Government-mandated disclosure bills could have a negative impact on competition if pharmacy benefit managers are forced to publicly disclose too much information on their negotiations with drug companies, according to Emory School of Law professor Joanna Shepherd.
Two bills have been introduced in Congress, one by Sen. Ron Wyden (D-OR), the other by Rep. Doug Collins (R-GA) to mandate greater transparency by pharmacy benefit managers (PBMs).
"I think they are problematic because they could give rise to anti-competitive concerns," Shepherd told American Pharmacy News, noting government-mandated disclosure is different from voluntary disclosure between PBMs and their clients.
In 2013, Shepherd published a paper in the Cornell Law Review entitled, Is More Information Always Better? Mandatory Disclosure Regulations in the Prescription Drug Market.

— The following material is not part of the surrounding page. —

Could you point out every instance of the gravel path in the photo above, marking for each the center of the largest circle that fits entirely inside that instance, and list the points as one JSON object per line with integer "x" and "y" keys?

"Not only are (mandatory disclosure) regulations unnecessary to achieve competitive outcomes, they also impose significant costs on PBMs," wrote Shepherd in that paper. "More importantly, the regulations foster tacit collusion and reduce PBMs’ ability to negotiate discounts with pharmacies and rebates with drug manufacturers. By disrupting competition in the prescription drug market, mandatory disclosure regulations will ultimately increase the prices that consumers pay for prescription drugs."
She said the bills currently pending in Congress are likely a result of the furor over rising drug prices that has gripped the Beltway over the past several months.
"Obviously, everyone is jumping on the 'lower drug prices' issue, and drug companies and PBMs have started pointing the blame finger at each other," Shepherd said. "So people are starting to pick sides."
Mark Merritt, the president of the Pharmaceutical Care Management Association (PCMA) that represents PBMs, agrees consumers want transparency, but in a different form.
“What consumers want is transparency of premiums, copays and other costs that help them make better choices,” Merritt said in a media statement. “Unfortunately, this bill would grant drug companies inside information that would empower them to raise prices for consumers.”
Merritt also pointed to a recent Moran Company study that showed the Wyden bill, S. 637 (the "Creating Transparency to Have Drug Rebates Unlocked" Act), would increase federal spending by $20 billion over 10 years.
"The so-called 'transparency' policies" in the legislation "would result in more access to pricing information for competing drug manufacturers, which the Congressional Budget Office has often suggested would lead to higher prices, particularly in Medicare Part D," according to a PCMA statement.
The two bills were introduced this year, largely centering on what bill sponsors say is a need for more transparency of PBMs, including how much of any rebate or price negotiated with drug companies is passed on to the insurance companies and employers.
Wyden's bill would also reform Medicare Part D so seniors would pay a percentage of the negotiated drug price, not the manufacturer’s more expensive listed price.
In an interview this year with American Pharmacy News, Tom Scully, former administrator of the Centers for Medicare and Medicaid Services, warned against tinkering with Medicare Part D. Scully has been a vocal proponent that PBMs are successfully helping to contain costs in the popular prescription drug benefit program.